SULLO STUPRO IN STAZIONE
Come movimento femminista, siamo solidali con la ragazza che ha subito un’aggressione sessuale la sera del 9 maggio presso la stazione ferroviaria di Trieste.
Lo stupro è da sempre un’ arma vile di sopraffazione e disciplinamento usata da chi si ritiene legittimato perché in una posizione di forza e dominio e purtroppo lo ritroviamo in tutti i contesti storici e non ha confini né geografici né domestico/familiari.
Nessuna donna cerca, “merita” o dovrebbe mai aspettarsi una violenza sessuata.

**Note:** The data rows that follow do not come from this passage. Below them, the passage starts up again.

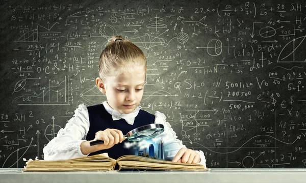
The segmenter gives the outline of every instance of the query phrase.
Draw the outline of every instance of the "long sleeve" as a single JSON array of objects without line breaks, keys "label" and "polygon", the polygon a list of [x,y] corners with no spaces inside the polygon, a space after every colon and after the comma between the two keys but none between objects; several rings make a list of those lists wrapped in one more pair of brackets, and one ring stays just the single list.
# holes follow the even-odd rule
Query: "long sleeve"
[{"label": "long sleeve", "polygon": [[[177,139],[177,136],[171,127],[171,125],[166,121],[165,115],[159,111],[155,112],[155,123],[162,124],[165,128],[165,131],[159,137],[164,143],[165,159],[172,161],[178,150],[183,147],[186,147],[186,146],[183,144],[181,140]],[[195,150],[195,151],[200,155],[200,160],[198,163],[206,167],[206,159],[203,151],[201,150]]]},{"label": "long sleeve", "polygon": [[87,156],[82,153],[80,145],[85,141],[89,129],[88,111],[85,105],[81,104],[65,128],[61,129],[56,137],[44,147],[44,159],[66,160]]}]

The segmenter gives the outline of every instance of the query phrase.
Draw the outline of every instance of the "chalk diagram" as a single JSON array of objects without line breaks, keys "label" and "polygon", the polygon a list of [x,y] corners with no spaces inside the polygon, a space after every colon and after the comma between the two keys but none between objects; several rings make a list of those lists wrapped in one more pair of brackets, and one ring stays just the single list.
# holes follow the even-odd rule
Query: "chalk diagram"
[{"label": "chalk diagram", "polygon": [[158,90],[154,92],[145,92],[143,93],[142,100],[144,100],[148,99],[151,97],[176,97],[178,95],[177,94],[172,95],[169,92],[164,90]]},{"label": "chalk diagram", "polygon": [[[18,147],[16,150],[15,150],[14,151],[12,152],[12,153],[11,153],[10,154],[10,155],[9,155],[7,157],[7,158],[6,158],[6,159],[3,163],[3,165],[2,165],[2,168],[5,167],[5,164],[9,158],[11,158],[11,159],[16,159],[16,158],[17,160],[15,162],[14,162],[14,161],[12,161],[11,162],[12,162],[12,164],[11,165],[6,166],[5,167],[7,167],[7,168],[11,168],[12,167],[13,167],[13,166],[14,166],[15,165],[16,165],[17,164],[17,167],[19,168],[19,166],[18,162],[19,162],[19,160],[23,157],[23,156],[28,151],[29,149],[31,147],[35,147],[37,146],[37,144],[33,144],[33,143],[34,142],[33,141],[34,141],[34,138],[32,137],[31,139],[31,142],[30,142],[30,144],[28,145],[26,145],[26,146],[24,146],[22,147]],[[18,144],[16,144],[15,145],[19,145],[19,140],[17,140],[17,141],[18,142]],[[12,155],[15,155],[15,156],[12,156]],[[10,161],[9,161],[9,162],[10,162]],[[24,165],[24,164],[22,164],[21,167],[23,167]]]},{"label": "chalk diagram", "polygon": [[306,58],[303,56],[306,47],[305,38],[306,35],[294,38],[285,45],[278,55],[277,63],[306,62]]},{"label": "chalk diagram", "polygon": [[[98,89],[96,85],[90,88],[85,88],[80,94],[80,97],[84,100],[83,103],[88,106],[101,103],[106,100],[106,96]],[[86,102],[84,102],[85,101]]]},{"label": "chalk diagram", "polygon": [[167,28],[168,27],[167,25],[159,23],[163,21],[164,19],[161,17],[158,17],[157,15],[156,15],[154,18],[150,18],[149,21],[153,23],[147,25],[147,28],[155,28],[156,30],[157,31],[159,28]]},{"label": "chalk diagram", "polygon": [[38,26],[36,28],[29,30],[19,37],[17,43],[37,43],[38,42]]},{"label": "chalk diagram", "polygon": [[[222,42],[218,39],[213,39],[210,40],[206,47],[196,47],[197,49],[206,49],[207,53],[210,55],[215,56],[219,55],[222,53],[223,47],[235,47],[234,45],[223,46]],[[228,52],[230,51],[228,50]]]},{"label": "chalk diagram", "polygon": [[15,98],[12,103],[16,103],[19,104],[35,104],[35,105],[63,105],[69,103],[69,84],[67,76],[62,81],[53,82],[54,80],[49,79],[48,85],[35,86],[32,84],[30,88],[26,87],[27,80],[38,79],[26,78],[18,81],[15,85],[14,93],[25,92],[26,89],[30,89],[31,93],[21,94],[21,95]]},{"label": "chalk diagram", "polygon": [[55,138],[57,136],[58,132],[61,130],[62,127],[59,125],[55,125],[54,123],[55,117],[52,116],[52,124],[48,125],[44,131],[44,136],[48,141],[50,141]]}]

A dispetto di questa ovvietà, non mancano mai i cori di chi vorrebbe attribuire la responsabilità di quanto subito a chi ne è stata vittima, di chi è pronto-o pronta-a condannare il “comportamento irresponsabile”, di chi dice che, in fondo, “te la sei cercata”.

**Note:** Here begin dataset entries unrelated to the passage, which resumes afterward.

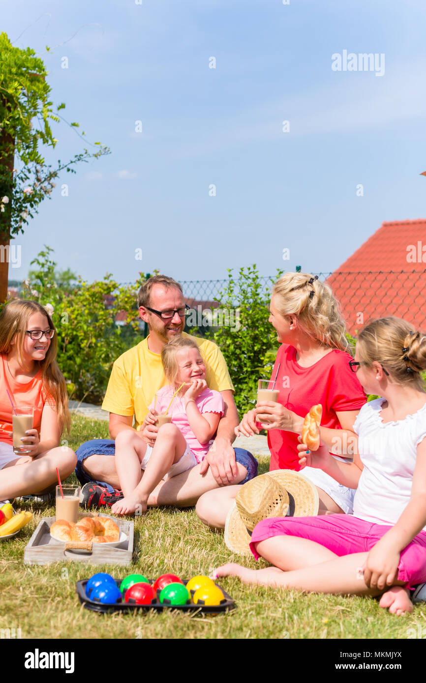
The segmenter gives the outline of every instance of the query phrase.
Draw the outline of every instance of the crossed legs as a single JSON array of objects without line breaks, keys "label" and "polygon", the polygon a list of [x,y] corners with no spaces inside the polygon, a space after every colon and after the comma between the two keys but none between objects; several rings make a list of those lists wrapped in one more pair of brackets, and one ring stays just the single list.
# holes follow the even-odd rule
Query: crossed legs
[{"label": "crossed legs", "polygon": [[215,570],[213,576],[238,576],[245,583],[274,587],[295,588],[309,593],[379,596],[381,607],[395,614],[412,611],[408,591],[396,581],[392,588],[371,589],[359,568],[368,555],[356,553],[338,557],[315,541],[295,536],[272,536],[256,544],[256,552],[274,565],[252,570],[238,564],[226,564]]}]

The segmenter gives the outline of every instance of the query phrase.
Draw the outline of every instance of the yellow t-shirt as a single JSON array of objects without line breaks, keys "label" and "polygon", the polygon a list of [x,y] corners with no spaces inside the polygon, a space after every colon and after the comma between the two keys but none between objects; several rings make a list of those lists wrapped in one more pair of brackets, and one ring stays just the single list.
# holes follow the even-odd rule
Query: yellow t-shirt
[{"label": "yellow t-shirt", "polygon": [[[189,337],[185,332],[183,337]],[[126,351],[114,364],[102,404],[104,410],[117,415],[135,416],[137,429],[148,413],[156,391],[169,384],[163,372],[161,355],[148,348],[148,339]],[[196,342],[206,363],[206,380],[216,391],[234,391],[225,359],[219,347],[209,339],[191,337]]]}]

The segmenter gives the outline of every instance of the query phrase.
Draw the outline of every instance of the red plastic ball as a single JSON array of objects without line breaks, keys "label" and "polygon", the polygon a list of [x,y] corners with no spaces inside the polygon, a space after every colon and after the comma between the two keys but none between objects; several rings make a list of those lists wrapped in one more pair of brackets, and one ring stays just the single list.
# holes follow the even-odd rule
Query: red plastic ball
[{"label": "red plastic ball", "polygon": [[135,604],[152,604],[155,593],[150,583],[134,583],[124,595],[124,601]]},{"label": "red plastic ball", "polygon": [[165,586],[168,586],[169,583],[183,583],[183,581],[175,574],[163,574],[158,577],[152,588],[155,591],[162,591]]}]

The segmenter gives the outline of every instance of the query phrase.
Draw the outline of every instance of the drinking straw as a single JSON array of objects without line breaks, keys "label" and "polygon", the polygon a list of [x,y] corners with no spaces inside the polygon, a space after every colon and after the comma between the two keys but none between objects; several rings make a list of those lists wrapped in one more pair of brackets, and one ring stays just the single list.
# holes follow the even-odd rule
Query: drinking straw
[{"label": "drinking straw", "polygon": [[62,484],[61,484],[61,477],[59,477],[59,471],[58,470],[57,467],[56,468],[56,473],[57,475],[57,481],[59,482],[59,490],[61,491],[61,495],[62,495],[62,498],[64,498],[64,491],[62,490]]},{"label": "drinking straw", "polygon": [[[173,399],[174,399],[174,397],[176,396],[176,393],[178,393],[178,391],[181,391],[181,389],[182,389],[182,387],[183,387],[183,385],[184,385],[185,384],[186,384],[186,382],[182,382],[182,384],[181,385],[181,386],[179,387],[179,388],[178,388],[178,389],[176,389],[176,391],[174,392],[174,394],[173,394],[173,395],[172,396],[172,401],[173,400]],[[170,402],[169,403],[168,406],[167,406],[167,410],[166,410],[166,411],[165,411],[165,413],[164,413],[164,417],[165,417],[165,416],[166,416],[166,415],[167,415],[167,414],[168,414],[168,410],[169,410],[169,408],[170,408],[170,406],[172,405],[172,401],[170,401]]]},{"label": "drinking straw", "polygon": [[11,403],[11,404],[12,404],[12,408],[13,408],[13,412],[14,413],[14,414],[15,414],[16,415],[18,415],[18,413],[16,413],[16,411],[15,410],[15,406],[14,406],[14,404],[13,404],[13,401],[12,400],[12,398],[11,398],[11,397],[10,397],[10,393],[9,393],[9,392],[8,391],[8,389],[6,389],[6,393],[8,394],[8,397],[9,397],[9,400],[10,401],[10,403]]},{"label": "drinking straw", "polygon": [[275,376],[275,379],[274,379],[274,384],[272,385],[272,389],[275,389],[275,382],[276,382],[276,380],[277,380],[277,377],[278,376],[278,372],[280,372],[280,365],[281,365],[281,363],[278,363],[278,367],[277,367],[277,372],[276,372],[276,376]]}]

La violenza sessuale è un atto odioso e ripugnante sempre. Ci chiediamo allora perché tanto affanno, da parte anche di cariche politiche importanti in Regione, a cercare aggravanti ulteriori ad un fatto che, per sua stessa natura, non può averne alcuna. Non è accettabile che si possa pensare ad una graduatoria di gravità di stupro perché non è accettabile assolutamente nessuno stupro.